A beautiful and photogenic mushroom, however toxic.
|Common Names||Fly agaric|
|Scientific Name||Amanita muscaria|
|Average Mushroom height (CM)||20|
|Average Cap width (CM)||25|
Hemispherical at first when it can sometimes be more orangey than red, then opening flat with a bright red cap covered in white to yellow scales which are the remains of the volvic sack. The scales can be washed off during rain to leave a smooth red cap.
Appearing from a volva (a bulbous sack like structure) the stem is white with shaggy remains of the volva sticking to it, it also has a skirt higher up the stem.
Has a bulbous volva with shaggy rings of scales around it rather than any guttering or sac like structure.
The Blusher, pictured, – where damaged shows pink red blushing, has a striated ring and no striations on the margin of cap. While toxic raw it’s edible when cooked.
The Grey Spotted Amanita – close relative of the Blusher, and fairly similar to it, without blushing and usually greyer colours.

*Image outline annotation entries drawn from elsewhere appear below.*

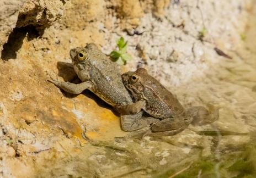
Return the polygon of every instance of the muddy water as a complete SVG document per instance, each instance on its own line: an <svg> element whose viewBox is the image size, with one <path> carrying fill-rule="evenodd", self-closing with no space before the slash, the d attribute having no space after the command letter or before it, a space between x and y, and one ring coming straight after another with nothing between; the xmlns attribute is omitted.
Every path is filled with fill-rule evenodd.
<svg viewBox="0 0 256 178"><path fill-rule="evenodd" d="M211 140L208 143L210 144L209 154L205 150L207 146L204 144L205 152L202 151L191 164L168 170L159 177L175 175L175 177L256 176L255 8L252 10L246 32L241 36L243 40L241 48L226 51L232 59L223 57L223 61L211 69L208 77L198 81L196 85L193 84L196 80L182 88L190 91L186 97L197 96L198 103L210 103L220 107L218 121L210 126L189 128L209 136L207 139Z"/></svg>

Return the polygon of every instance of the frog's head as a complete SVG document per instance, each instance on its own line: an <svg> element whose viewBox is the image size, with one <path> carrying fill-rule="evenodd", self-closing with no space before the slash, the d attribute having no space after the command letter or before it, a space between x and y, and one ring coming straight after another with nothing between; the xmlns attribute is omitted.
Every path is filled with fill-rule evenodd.
<svg viewBox="0 0 256 178"><path fill-rule="evenodd" d="M78 64L84 64L90 59L91 51L98 50L94 43L87 44L84 48L77 47L70 51L70 57L74 65Z"/></svg>
<svg viewBox="0 0 256 178"><path fill-rule="evenodd" d="M122 80L125 87L136 99L144 98L145 76L148 75L144 68L138 68L134 72L129 71L122 74Z"/></svg>

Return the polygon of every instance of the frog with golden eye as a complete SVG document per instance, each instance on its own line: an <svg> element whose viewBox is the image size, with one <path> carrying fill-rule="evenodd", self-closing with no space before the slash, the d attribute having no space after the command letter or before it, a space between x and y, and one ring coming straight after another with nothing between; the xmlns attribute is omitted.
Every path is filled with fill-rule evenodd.
<svg viewBox="0 0 256 178"><path fill-rule="evenodd" d="M135 114L143 110L161 120L153 124L145 135L173 135L183 131L192 121L202 125L204 123L212 123L218 118L218 109L212 113L200 106L185 109L177 97L148 75L144 68L126 73L121 76L124 85L136 102L130 105L119 106L119 111Z"/></svg>
<svg viewBox="0 0 256 178"><path fill-rule="evenodd" d="M121 77L118 64L113 62L94 43L84 48L71 49L70 57L74 70L82 81L78 84L49 80L58 87L67 92L79 94L89 90L111 106L131 104L132 98L125 88ZM148 127L159 121L153 117L142 116L143 111L135 114L121 114L121 125L124 131L131 132Z"/></svg>

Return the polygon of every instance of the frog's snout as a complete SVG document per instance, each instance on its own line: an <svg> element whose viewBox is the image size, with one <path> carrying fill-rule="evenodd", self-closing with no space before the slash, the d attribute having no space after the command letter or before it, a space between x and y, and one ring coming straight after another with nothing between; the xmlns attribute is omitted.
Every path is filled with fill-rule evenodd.
<svg viewBox="0 0 256 178"><path fill-rule="evenodd" d="M70 57L71 57L71 59L73 59L76 57L76 53L77 53L76 48L70 49Z"/></svg>

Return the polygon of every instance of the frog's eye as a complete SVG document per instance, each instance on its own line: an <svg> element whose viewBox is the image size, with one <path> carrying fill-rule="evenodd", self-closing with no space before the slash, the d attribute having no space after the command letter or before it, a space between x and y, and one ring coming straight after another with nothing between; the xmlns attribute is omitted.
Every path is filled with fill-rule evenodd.
<svg viewBox="0 0 256 178"><path fill-rule="evenodd" d="M131 76L131 80L132 82L137 82L140 80L140 79L138 78L138 76L137 76L136 74L134 74Z"/></svg>
<svg viewBox="0 0 256 178"><path fill-rule="evenodd" d="M83 61L88 58L87 54L83 51L80 51L77 54L77 59L79 61Z"/></svg>

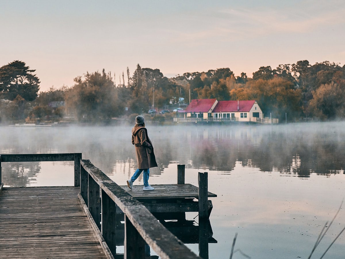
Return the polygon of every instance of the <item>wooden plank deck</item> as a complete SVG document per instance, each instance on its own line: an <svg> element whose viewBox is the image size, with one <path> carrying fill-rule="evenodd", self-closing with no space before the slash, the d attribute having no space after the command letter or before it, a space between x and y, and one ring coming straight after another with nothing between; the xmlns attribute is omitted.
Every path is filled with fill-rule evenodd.
<svg viewBox="0 0 345 259"><path fill-rule="evenodd" d="M0 257L106 258L74 187L3 188Z"/></svg>
<svg viewBox="0 0 345 259"><path fill-rule="evenodd" d="M121 187L136 199L159 199L199 198L199 189L189 183L185 184L152 184L152 191L144 191L142 185L134 185L131 190L127 185ZM217 195L208 192L208 196L217 197Z"/></svg>

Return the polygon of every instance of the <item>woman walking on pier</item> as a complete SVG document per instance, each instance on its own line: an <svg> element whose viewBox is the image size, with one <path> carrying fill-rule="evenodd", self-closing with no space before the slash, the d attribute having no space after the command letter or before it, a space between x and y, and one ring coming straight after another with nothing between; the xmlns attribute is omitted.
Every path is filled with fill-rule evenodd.
<svg viewBox="0 0 345 259"><path fill-rule="evenodd" d="M135 117L135 126L132 129L132 144L135 148L138 169L131 179L127 181L127 185L131 190L133 182L144 171L143 190L153 190L155 188L151 187L148 183L149 169L158 166L156 162L152 143L145 127L145 119L140 115Z"/></svg>

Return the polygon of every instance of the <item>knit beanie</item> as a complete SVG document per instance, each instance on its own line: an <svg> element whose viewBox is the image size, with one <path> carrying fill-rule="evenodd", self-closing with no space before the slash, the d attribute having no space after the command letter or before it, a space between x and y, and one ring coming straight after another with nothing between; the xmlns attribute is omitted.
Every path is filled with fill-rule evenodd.
<svg viewBox="0 0 345 259"><path fill-rule="evenodd" d="M135 117L136 124L144 124L145 123L145 119L140 115L138 115Z"/></svg>

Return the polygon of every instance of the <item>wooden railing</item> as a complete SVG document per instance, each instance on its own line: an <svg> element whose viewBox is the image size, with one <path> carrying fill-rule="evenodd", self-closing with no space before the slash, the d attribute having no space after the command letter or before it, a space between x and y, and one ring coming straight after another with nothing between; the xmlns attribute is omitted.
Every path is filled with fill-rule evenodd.
<svg viewBox="0 0 345 259"><path fill-rule="evenodd" d="M116 254L117 205L124 214L125 259L145 258L145 243L162 258L200 258L90 160L81 164L80 196L113 255Z"/></svg>
<svg viewBox="0 0 345 259"><path fill-rule="evenodd" d="M2 162L36 162L74 161L74 186L80 186L80 160L81 153L63 154L26 154L0 155L0 184L1 181Z"/></svg>

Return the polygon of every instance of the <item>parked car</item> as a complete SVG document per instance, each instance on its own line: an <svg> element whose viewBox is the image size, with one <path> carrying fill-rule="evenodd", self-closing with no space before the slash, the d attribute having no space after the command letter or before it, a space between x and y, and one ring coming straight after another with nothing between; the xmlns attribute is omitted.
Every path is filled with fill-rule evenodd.
<svg viewBox="0 0 345 259"><path fill-rule="evenodd" d="M176 109L174 109L172 110L172 111L175 112L177 112L178 111L181 111L183 109L182 109L182 108L176 108Z"/></svg>
<svg viewBox="0 0 345 259"><path fill-rule="evenodd" d="M163 110L159 112L159 113L161 114L164 114L165 113L170 113L168 110Z"/></svg>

Although often not considered toxic it is not recommended.
The Panther Cap – very closely related to the Fly Agaric with a darker brown cap. It contains exactly the same toxins as the Fly Agaric, but in more variable and usually higher concentrations.
The Jewelled Amanita – also closely related to the Fly Agaric and Panther Cap, it could pass as a yellowish Fly Agaric (yellow forms of Fly Agaric exist). It might contain the same toxins as the other two but we couldn’t find enough reliable information. Like the Panther Cap some books report it as very poisonous, it is wiser to avoid it.
White. Ellipsoid. You should scrape your spores into a small pile to get an accurate spore colour.
Taste / Smell
The common name of this mushroom comes from the medieval practice of breaking up the caps and leaving them in milk to stupefy flys. This mushroom also has hallucinogenic properties which the Lapps have used traditionally in ceremonies and even to round up reindeer who seem to love them.
Considered very toxic in most modern field guides, and inclusively in our Wild Food UK guide and video, however in a distant past it was frequently consumed in parts of Europe, Asia and North America after preparation. Scientific studies show that there are methods to efficiently remove the toxins and render it safe for consumption, which explains its use in the past. This is something we weren’t aware of until recently and doesn’t seem to be common knowledge among modern foragers.